Délaissant la presse, Françoise Huguier devient commissaire d’expositions au Mali et crée en 1994 le festival de Bamako, première biennale dédiée à la photo africaine mettant à l’honneur les portraitistes de studio Seydou Keita et Malick Sidibé. Son propre corpus s’enrichit d’inédits car la photographe sait se faire ouvrir des portes. Des femmes africaines, nul n’avait pénétré l’intimité de leurs chambres. Dans la pénombre de ces grottes en terre surgissent les beautés nubiles de la série Secrètes (1996).

Locataire à Saint-Pétersbourg d’un appartement communautaire, une survivance des riches demeures réquisitionnées en 1917 par les Bolcheviks, elle montre de l’intérieur une société en mutation depuis la chute du communisme jusqu’à la Russie du président Poutine (Kommounalki, 2008). Cette série intimiste, doublée d’un film éponyme présenté au festival de Cannes, circulera des Rencontres d’Arles en 2008 au Mois de la photo à Paris et à la Photobiennale de Moscou en 2010. Au Cambodge, Françoise Huguier libère sa mémoire en revenant sur les lieux de sa captivité : l’exposition et son livre J’avais huit ans (2005) sont remarqués aux Rencontres d’Arles de 2008.

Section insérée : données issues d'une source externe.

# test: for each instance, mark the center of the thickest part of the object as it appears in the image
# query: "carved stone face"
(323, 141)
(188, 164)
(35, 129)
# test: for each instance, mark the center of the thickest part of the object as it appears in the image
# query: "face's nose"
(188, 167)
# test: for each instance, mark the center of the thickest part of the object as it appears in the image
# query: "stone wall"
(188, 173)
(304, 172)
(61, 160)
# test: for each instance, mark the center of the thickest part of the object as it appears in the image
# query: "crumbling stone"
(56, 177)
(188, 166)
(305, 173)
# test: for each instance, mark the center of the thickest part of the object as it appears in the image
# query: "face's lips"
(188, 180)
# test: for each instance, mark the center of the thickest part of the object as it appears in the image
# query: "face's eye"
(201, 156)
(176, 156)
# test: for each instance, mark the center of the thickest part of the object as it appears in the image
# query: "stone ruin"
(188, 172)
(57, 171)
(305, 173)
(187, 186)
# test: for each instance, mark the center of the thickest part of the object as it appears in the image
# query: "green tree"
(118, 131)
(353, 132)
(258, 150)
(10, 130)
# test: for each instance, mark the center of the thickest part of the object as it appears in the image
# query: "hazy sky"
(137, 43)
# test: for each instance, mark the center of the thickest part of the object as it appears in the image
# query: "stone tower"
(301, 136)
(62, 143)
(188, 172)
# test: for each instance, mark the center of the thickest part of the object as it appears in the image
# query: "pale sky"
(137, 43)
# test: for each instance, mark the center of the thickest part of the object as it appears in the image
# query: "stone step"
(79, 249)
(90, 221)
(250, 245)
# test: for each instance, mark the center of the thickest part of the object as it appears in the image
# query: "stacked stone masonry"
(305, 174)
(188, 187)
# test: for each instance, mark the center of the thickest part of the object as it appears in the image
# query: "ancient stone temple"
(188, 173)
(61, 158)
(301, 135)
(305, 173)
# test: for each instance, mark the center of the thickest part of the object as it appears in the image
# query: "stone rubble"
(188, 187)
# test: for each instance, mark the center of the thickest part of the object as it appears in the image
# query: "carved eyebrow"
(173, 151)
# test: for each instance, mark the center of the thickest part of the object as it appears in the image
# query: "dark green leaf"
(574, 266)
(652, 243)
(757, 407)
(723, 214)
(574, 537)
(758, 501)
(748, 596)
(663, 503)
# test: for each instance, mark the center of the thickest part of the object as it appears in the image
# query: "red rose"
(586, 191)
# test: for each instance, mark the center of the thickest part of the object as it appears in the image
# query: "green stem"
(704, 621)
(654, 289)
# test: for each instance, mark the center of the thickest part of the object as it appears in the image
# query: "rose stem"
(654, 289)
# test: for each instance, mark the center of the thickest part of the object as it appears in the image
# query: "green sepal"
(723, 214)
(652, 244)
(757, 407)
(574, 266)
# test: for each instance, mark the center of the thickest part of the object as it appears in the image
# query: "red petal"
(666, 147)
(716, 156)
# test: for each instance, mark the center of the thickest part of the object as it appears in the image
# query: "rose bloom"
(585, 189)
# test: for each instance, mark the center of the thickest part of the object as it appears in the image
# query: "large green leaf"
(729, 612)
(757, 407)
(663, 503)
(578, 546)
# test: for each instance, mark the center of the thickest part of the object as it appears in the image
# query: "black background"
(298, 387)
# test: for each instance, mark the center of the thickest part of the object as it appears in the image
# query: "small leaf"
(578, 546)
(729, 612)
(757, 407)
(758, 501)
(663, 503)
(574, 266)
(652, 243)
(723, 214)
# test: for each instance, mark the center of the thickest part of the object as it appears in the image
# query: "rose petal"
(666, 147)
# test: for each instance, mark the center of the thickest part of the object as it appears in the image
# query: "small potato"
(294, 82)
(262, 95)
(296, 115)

Sa carrière voit alterner la direction artistique de la troisième biennale des images du monde PhotoQuai (2011)au musée du quai Branly, la deuxième biennale de l’image à Luang-Prabang au Laos (2012) et des portraits de société telles que les Nonnes en Colombie (2013). Toute une jeunesse acculturée apparaît dans la série Vertical/Horizontal, Intérieur/Extérieur, les classes moyennes à Singapour, Kuala Lumpur, Bangkok, récompensée par le prix Marc Ladreit de Lacharrière-Académie des beaux-arts en 2011. À la Maison européenne de la photographie à Paris l’exposition Pince-moi, je rêve (2014) revisite une œuvre insolente et engagée. Alors que le Mali est en guerre, Françoise Huguier soutient ses confrères invités à l’exposition Bamako Photo in Paris(2013) : « Comme nous ce sont des veilleurs, des gardiens, des empêcheurs de tourner en rond. Ils restent à l’écoute du monde, la liberté entre les dents. » Une déclaration en forme d’autoportrait.